Decoupled Hierarchical Distillation for Multimodal Emotion Recognition
Yong Li, Yuanzhi Wang, Yi Ding, Shiqing Zhang, Ke Lu, Cuntai Guan
TL;DR
This work tackles multimodal emotion recognition by addressing cross-modal heterogeneity with a Decoupled Hierarchical Multimodal Distillation (DHMD) framework. DHMD decouples each modality into modality-irrelevant (homogeneous) and modality-exclusive (heterogeneous) spaces using a self-regression-based training regime, then applies a two-stage knowledge distillation: (i) coarse-grained KD via Graph Distillation Units that learn dynamic inter-modality transfer patterns, and (ii) fine-grained KD via cross-modal Dictionary Matching that aligns semantic granularities across modalities in a shared dictionary space.
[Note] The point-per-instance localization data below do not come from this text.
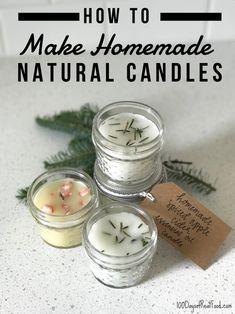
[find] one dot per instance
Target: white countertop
(200, 122)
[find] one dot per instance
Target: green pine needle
(70, 121)
(80, 152)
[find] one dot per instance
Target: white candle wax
(130, 133)
(128, 129)
(119, 234)
(62, 198)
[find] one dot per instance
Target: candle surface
(119, 234)
(62, 197)
(128, 129)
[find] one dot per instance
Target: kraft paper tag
(185, 223)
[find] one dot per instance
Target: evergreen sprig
(74, 121)
(80, 152)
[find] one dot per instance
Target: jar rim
(136, 209)
(63, 170)
(125, 103)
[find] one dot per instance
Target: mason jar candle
(120, 240)
(60, 201)
(128, 137)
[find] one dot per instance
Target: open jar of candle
(60, 201)
(128, 137)
(120, 240)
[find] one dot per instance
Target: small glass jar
(126, 169)
(62, 231)
(120, 271)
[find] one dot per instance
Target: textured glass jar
(120, 271)
(62, 231)
(123, 170)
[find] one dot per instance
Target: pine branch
(22, 195)
(70, 121)
(81, 152)
(183, 172)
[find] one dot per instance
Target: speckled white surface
(200, 120)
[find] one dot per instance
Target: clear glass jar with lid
(128, 137)
(120, 240)
(61, 200)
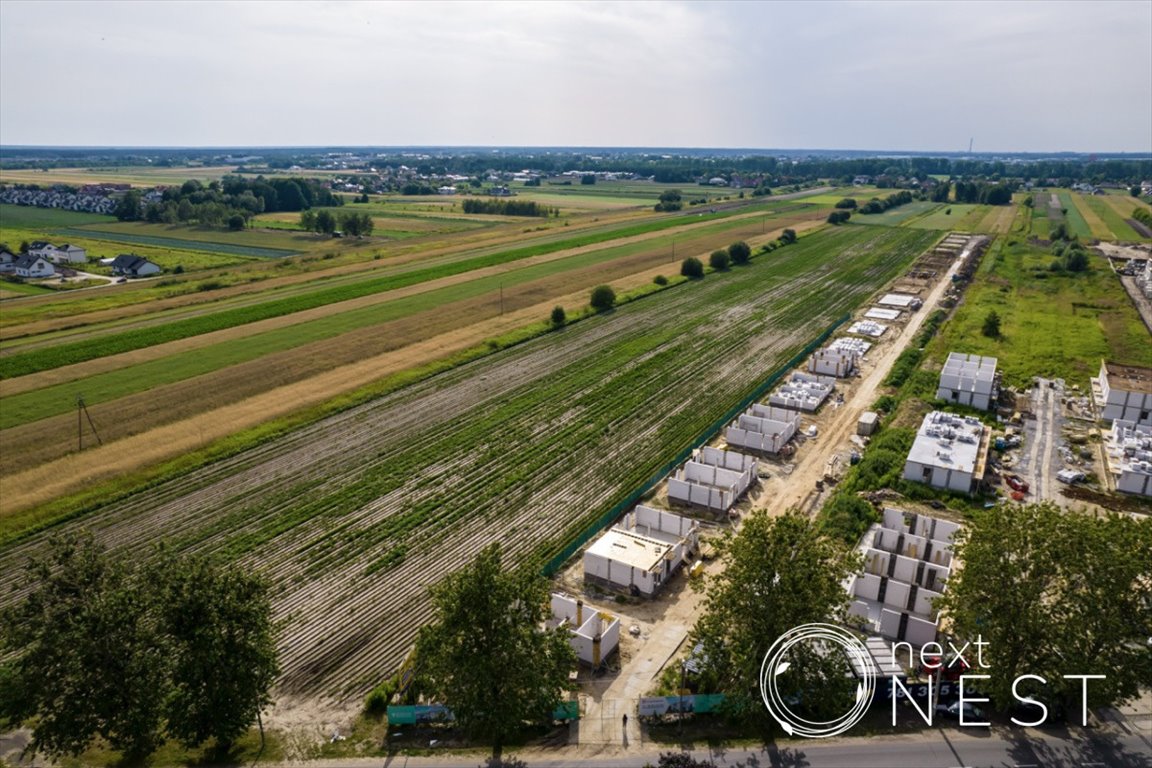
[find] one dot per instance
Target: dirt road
(665, 623)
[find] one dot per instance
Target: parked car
(972, 714)
(1016, 483)
(1070, 476)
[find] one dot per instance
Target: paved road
(946, 747)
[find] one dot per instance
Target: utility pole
(81, 412)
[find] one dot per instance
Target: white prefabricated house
(868, 328)
(907, 564)
(763, 427)
(642, 552)
(969, 380)
(901, 301)
(830, 362)
(1129, 449)
(949, 451)
(32, 266)
(1124, 392)
(803, 392)
(595, 635)
(848, 344)
(713, 478)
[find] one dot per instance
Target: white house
(33, 266)
(595, 635)
(907, 564)
(642, 552)
(1129, 449)
(134, 266)
(763, 427)
(969, 380)
(949, 451)
(802, 392)
(832, 362)
(69, 253)
(1124, 392)
(714, 479)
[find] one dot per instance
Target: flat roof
(631, 548)
(896, 299)
(948, 441)
(1129, 378)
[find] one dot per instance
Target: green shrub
(603, 298)
(691, 267)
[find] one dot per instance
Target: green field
(186, 243)
(25, 217)
(1053, 325)
(955, 220)
(528, 447)
(43, 403)
(1073, 217)
(897, 215)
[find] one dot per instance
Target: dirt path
(665, 623)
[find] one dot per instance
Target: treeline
(230, 200)
(876, 205)
(508, 207)
(326, 222)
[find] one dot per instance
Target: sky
(919, 76)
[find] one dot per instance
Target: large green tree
(780, 572)
(105, 646)
(215, 620)
(487, 654)
(1055, 593)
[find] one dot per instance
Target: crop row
(67, 354)
(42, 403)
(354, 517)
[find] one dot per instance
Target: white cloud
(873, 75)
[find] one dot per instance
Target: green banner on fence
(556, 562)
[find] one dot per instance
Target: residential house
(33, 266)
(130, 265)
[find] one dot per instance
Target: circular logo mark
(774, 664)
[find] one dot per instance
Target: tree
(691, 267)
(1076, 259)
(603, 298)
(991, 327)
(669, 200)
(325, 222)
(740, 252)
(131, 653)
(308, 220)
(88, 660)
(1055, 593)
(486, 653)
(781, 572)
(217, 618)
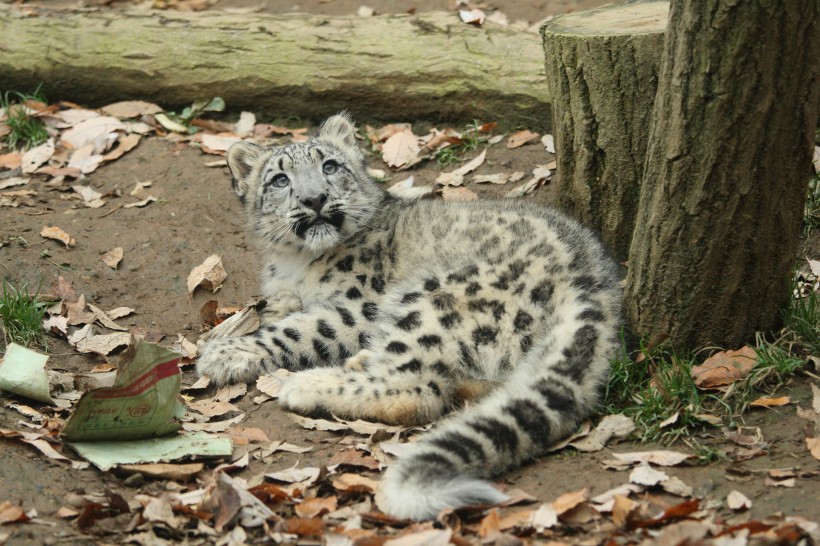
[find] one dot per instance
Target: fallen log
(428, 66)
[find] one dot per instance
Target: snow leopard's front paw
(232, 360)
(318, 393)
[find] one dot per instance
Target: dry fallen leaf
(622, 507)
(568, 501)
(355, 482)
(306, 476)
(659, 457)
(311, 508)
(646, 475)
(611, 426)
(544, 517)
(458, 194)
(36, 156)
(430, 537)
(472, 16)
(57, 234)
(456, 177)
(814, 447)
(401, 149)
(771, 402)
(724, 368)
(112, 257)
(738, 501)
(520, 138)
(11, 513)
(125, 144)
(210, 275)
(91, 197)
(166, 471)
(131, 109)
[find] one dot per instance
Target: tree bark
(429, 66)
(728, 162)
(601, 68)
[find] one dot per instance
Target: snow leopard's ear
(242, 158)
(339, 129)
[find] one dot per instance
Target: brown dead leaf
(209, 274)
(85, 341)
(35, 157)
(65, 512)
(247, 435)
(472, 16)
(429, 537)
(355, 483)
(131, 109)
(216, 426)
(269, 493)
(672, 513)
(401, 150)
(490, 525)
(622, 507)
(738, 501)
(57, 234)
(77, 314)
(568, 501)
(11, 160)
(305, 476)
(384, 133)
(125, 144)
(354, 457)
(311, 508)
(458, 194)
(456, 177)
(659, 457)
(212, 407)
(218, 144)
(643, 474)
(771, 402)
(165, 471)
(11, 513)
(91, 131)
(14, 181)
(814, 447)
(724, 368)
(304, 526)
(520, 138)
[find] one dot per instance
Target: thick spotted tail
(543, 401)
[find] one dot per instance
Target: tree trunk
(429, 66)
(601, 68)
(729, 158)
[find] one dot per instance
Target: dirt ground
(196, 215)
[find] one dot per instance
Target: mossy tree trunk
(601, 68)
(729, 157)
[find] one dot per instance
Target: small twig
(110, 211)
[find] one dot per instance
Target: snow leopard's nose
(316, 202)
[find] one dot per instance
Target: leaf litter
(213, 500)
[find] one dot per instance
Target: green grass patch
(801, 321)
(21, 315)
(471, 138)
(811, 213)
(26, 129)
(655, 384)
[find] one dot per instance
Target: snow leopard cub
(400, 310)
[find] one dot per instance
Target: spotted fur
(401, 311)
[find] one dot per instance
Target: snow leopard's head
(312, 195)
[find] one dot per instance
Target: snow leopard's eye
(330, 167)
(281, 180)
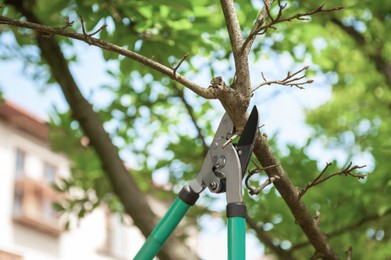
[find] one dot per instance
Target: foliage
(354, 124)
(154, 122)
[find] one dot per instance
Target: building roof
(21, 119)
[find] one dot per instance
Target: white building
(29, 227)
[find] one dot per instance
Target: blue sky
(283, 114)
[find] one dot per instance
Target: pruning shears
(222, 171)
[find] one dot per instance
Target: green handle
(236, 238)
(163, 230)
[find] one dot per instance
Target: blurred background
(56, 199)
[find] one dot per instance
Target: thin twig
(289, 80)
(261, 26)
(258, 169)
(348, 170)
(349, 253)
(88, 35)
(174, 69)
(67, 23)
(230, 140)
(203, 92)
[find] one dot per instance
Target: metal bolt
(215, 186)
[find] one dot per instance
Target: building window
(20, 164)
(33, 199)
(4, 255)
(50, 173)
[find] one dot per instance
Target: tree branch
(289, 80)
(174, 69)
(261, 26)
(50, 30)
(348, 228)
(123, 183)
(258, 169)
(346, 171)
(290, 194)
(242, 80)
(192, 115)
(246, 47)
(267, 240)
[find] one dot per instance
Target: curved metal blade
(245, 145)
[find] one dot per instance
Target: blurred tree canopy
(166, 129)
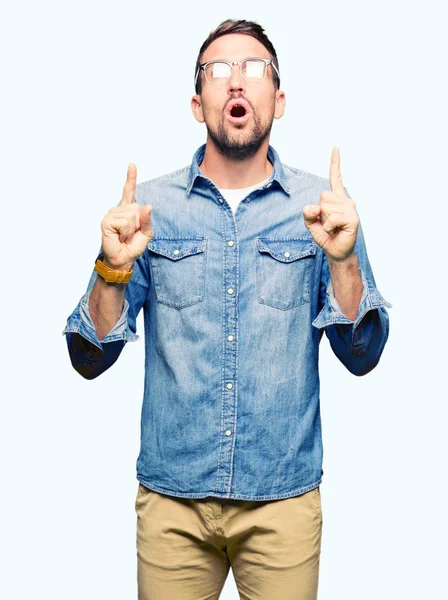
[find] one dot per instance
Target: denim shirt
(235, 306)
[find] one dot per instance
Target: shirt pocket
(178, 270)
(285, 271)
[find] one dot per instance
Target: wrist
(349, 262)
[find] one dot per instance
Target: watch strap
(112, 275)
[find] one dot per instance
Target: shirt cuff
(331, 313)
(81, 322)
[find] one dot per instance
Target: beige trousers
(185, 546)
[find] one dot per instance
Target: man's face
(238, 139)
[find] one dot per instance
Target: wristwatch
(112, 275)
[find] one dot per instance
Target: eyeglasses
(253, 70)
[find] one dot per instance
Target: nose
(236, 82)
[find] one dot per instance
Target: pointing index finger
(335, 172)
(130, 185)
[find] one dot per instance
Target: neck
(231, 174)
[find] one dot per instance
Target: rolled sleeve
(332, 314)
(357, 343)
(90, 356)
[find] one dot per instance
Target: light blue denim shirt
(234, 307)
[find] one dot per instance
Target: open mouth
(238, 111)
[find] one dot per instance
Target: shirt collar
(278, 174)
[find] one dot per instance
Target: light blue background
(86, 89)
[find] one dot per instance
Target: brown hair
(238, 26)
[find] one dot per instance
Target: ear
(196, 108)
(280, 103)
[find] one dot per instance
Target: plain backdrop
(88, 87)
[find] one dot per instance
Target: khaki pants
(185, 546)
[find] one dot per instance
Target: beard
(239, 149)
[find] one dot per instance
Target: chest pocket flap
(289, 249)
(178, 270)
(177, 248)
(285, 268)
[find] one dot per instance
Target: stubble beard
(240, 148)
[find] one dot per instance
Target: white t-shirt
(234, 197)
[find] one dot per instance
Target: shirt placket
(229, 384)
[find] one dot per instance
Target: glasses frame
(267, 61)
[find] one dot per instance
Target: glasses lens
(254, 70)
(217, 73)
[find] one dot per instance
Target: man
(240, 263)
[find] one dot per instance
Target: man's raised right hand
(127, 228)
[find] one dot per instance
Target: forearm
(347, 284)
(106, 305)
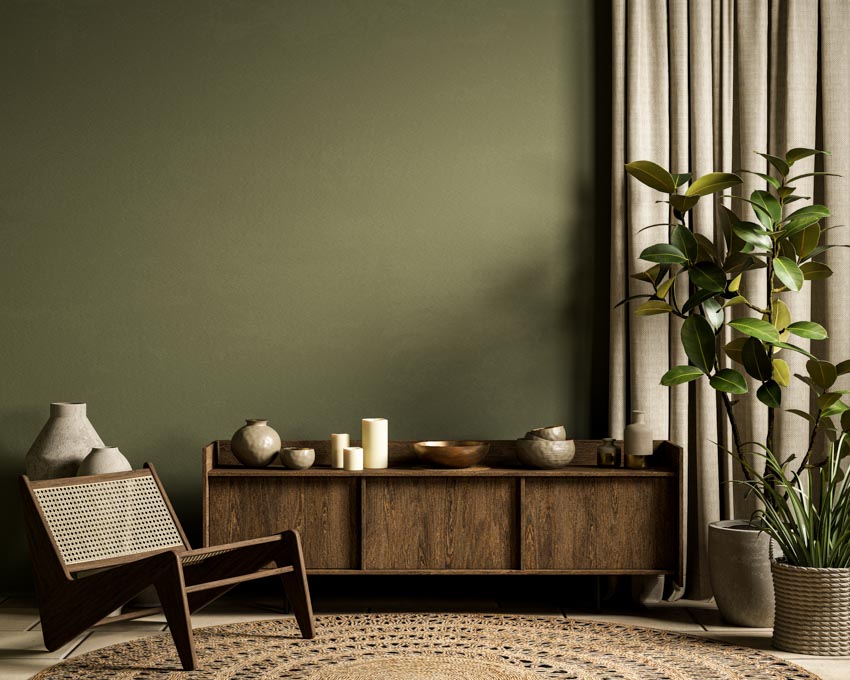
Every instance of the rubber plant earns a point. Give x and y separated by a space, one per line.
775 237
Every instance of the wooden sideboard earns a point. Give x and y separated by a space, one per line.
500 519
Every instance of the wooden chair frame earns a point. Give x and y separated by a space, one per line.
186 580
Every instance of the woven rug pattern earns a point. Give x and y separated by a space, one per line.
432 647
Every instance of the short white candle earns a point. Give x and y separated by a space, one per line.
375 443
338 443
353 458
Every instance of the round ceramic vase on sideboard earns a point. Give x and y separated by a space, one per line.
66 438
255 444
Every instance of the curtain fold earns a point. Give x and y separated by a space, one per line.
699 85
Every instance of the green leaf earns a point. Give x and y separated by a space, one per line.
815 270
778 163
734 349
756 328
798 153
750 232
788 272
823 373
681 374
712 183
808 329
683 203
769 203
756 360
663 253
651 307
770 394
684 240
781 315
729 380
699 342
708 276
653 175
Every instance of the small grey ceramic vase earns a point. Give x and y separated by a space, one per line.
255 444
103 460
66 438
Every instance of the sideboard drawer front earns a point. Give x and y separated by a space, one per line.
433 523
609 525
323 510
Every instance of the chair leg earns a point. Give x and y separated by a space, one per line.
295 582
172 596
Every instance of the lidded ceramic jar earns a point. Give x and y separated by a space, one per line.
255 444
The method yields consistent improvements over state-of-the-art MER approaches on CMU-MOSI, CMU-MOSEI, UR-FUNNY, and MUStARD, with ablations and visualizations validating the effectiveness of both KD stages and the interpretability of learned graph edges and dictionary activations. The results suggest that decoupling and hierarchical KD enable more robust, discriminative, and interpretable multimodal representations for emotion recognition, with potential for extension to foundation-model-based pipelines.
Abstract
Human multimodal emotion recognition (MER) seeks to infer human emotions by integrating information from language, visual, and acoustic modalities. Although existing MER approaches have achieved promising results, they still struggle with inherent multimodal heterogeneities and varying contributions from different modalities. To address these challenges, we propose a novel framework, Decoupled Hierarchical Multimodal Distillation (DHMD). DHMD decouples each modality's features into modality-irrelevant (homogeneous) and modality-exclusive (heterogeneous) components using a self-regression mechanism. The framework employs a two-stage knowledge distillation (KD) strategy: (1) coarse-grained KD via a Graph Distillation Unit (GD-Unit) in each decoupled feature space, where a dynamic graph facilitates adaptive distillation among modalities, and (2) fine-grained KD through a cross-modal dictionary matching mechanism, which aligns semantic granularities across modalities to produce more discriminative MER representations. This hierarchical distillation approach enables flexible knowledge transfer and effectively improves cross-modal feature alignment. Experimental results demonstrate that DHMD consistently outperforms state-of-the-art MER methods, achieving 1.3\%/2.4\% (ACC$_7$), 1.3\%/1.9\% (ACC$_2$) and 1.9\%/1.8\% (F1) relative improvement on CMU-MOSI/CMU-MOSEI dataset, respectively. Meanwhile, visualization results reveal that both the graph edges and dictionary activations in DHMD exhibit meaningful distribution patterns across modality-irrelevant/-exclusive feature spaces.